Als die Verspätung 2 Tage betrug, habe ich den Verkäufer via Mail kontaktiert und nachgefragt. Ich bekam folgendes retour:



> vielen Dank für Ihre E-mail
> 
> Mir tut das natürlich sehr leid aber ich denke mal das es Aufgrund der Lieferung ins Ausland eine weile dauern könnte.
> 
> ...



Ich fand diese Mail sehr "beruhigend" und "hilfreich". Außerden habe ich mich über die Zolluntersuchungen gewundert. Österreich und Deutschland sind ja in der EU.
Hiweise auf Möglichkeiten, was ich tun kann, falls die Lieferung nicht kommt, fielen völlig.

Ich hatte Glück, am nächsten Tag ist das Paket mit 3 Tage Verspätung angekommen. 

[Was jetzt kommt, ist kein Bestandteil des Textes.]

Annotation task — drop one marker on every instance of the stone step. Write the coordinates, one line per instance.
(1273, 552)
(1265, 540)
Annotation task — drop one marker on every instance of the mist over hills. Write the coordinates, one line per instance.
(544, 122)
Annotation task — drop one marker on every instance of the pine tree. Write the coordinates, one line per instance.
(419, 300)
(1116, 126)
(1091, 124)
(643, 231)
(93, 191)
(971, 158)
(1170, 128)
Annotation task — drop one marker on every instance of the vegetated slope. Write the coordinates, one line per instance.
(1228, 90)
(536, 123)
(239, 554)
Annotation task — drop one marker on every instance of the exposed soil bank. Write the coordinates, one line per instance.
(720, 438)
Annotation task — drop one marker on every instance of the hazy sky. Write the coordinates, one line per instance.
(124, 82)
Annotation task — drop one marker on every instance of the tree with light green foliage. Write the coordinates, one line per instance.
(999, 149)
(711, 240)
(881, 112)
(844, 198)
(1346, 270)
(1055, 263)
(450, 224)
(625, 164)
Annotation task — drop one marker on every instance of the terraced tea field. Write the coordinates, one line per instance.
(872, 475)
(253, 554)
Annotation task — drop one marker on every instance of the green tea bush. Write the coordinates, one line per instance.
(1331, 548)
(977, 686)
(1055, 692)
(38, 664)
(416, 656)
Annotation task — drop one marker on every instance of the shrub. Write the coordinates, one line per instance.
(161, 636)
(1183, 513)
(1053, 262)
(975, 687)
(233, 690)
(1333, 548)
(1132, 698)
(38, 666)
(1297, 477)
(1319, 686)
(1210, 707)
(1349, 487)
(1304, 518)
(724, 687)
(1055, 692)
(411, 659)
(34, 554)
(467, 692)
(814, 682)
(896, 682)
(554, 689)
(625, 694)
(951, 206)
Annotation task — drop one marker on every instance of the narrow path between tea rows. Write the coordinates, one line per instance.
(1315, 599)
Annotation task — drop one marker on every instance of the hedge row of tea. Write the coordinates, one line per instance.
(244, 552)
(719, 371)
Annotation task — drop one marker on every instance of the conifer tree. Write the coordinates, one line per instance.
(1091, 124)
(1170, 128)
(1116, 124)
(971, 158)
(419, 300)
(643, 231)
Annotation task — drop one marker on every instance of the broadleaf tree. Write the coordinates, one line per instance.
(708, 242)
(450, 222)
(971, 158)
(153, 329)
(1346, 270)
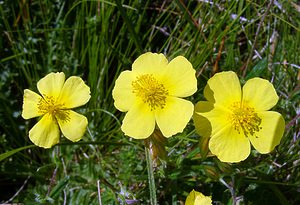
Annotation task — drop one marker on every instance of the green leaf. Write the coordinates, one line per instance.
(59, 187)
(12, 152)
(258, 69)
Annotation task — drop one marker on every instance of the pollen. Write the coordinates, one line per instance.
(244, 119)
(49, 105)
(150, 90)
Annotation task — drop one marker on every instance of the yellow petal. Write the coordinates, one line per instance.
(150, 63)
(180, 79)
(197, 198)
(223, 89)
(72, 125)
(51, 84)
(139, 122)
(30, 104)
(229, 146)
(209, 119)
(74, 93)
(260, 94)
(45, 133)
(269, 136)
(122, 92)
(174, 117)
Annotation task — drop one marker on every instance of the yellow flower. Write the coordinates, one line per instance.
(57, 98)
(151, 95)
(234, 117)
(197, 198)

Nach einiger Zeit habe ich den Verkäufer bewertet. Infolge der Probleme negativ.
Wenige Stunden später hatte ich eine Email in meinem Postfach - wo mich der Verkäufer darum bat, die Bewertung zurückzunehmen, sie sei unfair, da die Probleme nicht in seinem Bereich gewesen seien....  
Ich schrieb im zurück, dass ich keine weiteren Kontakte wünsche und war fast schon überzeugt, dass ich überreagiert habe.
Das war gestern.
Und das hatte ich heute abends in meiner Mailbox:



> ...Amazon hat mir nun geraten nochmal Kontak aufzunehmen und bei keiner Lösung, den Fall der Verkäufer-Marketpleace Abteilung zu übergeben. Es ist nämlich möglich auch Käufer zu melden und bei Verstößen vom Kauf auf Amazon und im Markplatz auszuschließen wenn Käufer nicht richtig handeln oder gegen die Regeln verstößen. Und dies ist hier der Fall.
> Da ich sofort geantwortet habe und der Artikel eingetroffen ist das wurde durch ihre E-Mail besätigt habe ich alles richtge gemacht.
> 
> Ich bitte Sie die Bewertung zu löschen da ich den Fall bei nicht Beachtung dann weiterleiten werde.
> ...




Das klingt für mich nach Bewertungserpressung. In der Zwischenzeit habe ich die Bewertung herausgelöscht, da ich meinen Account nicht verlieren wollte.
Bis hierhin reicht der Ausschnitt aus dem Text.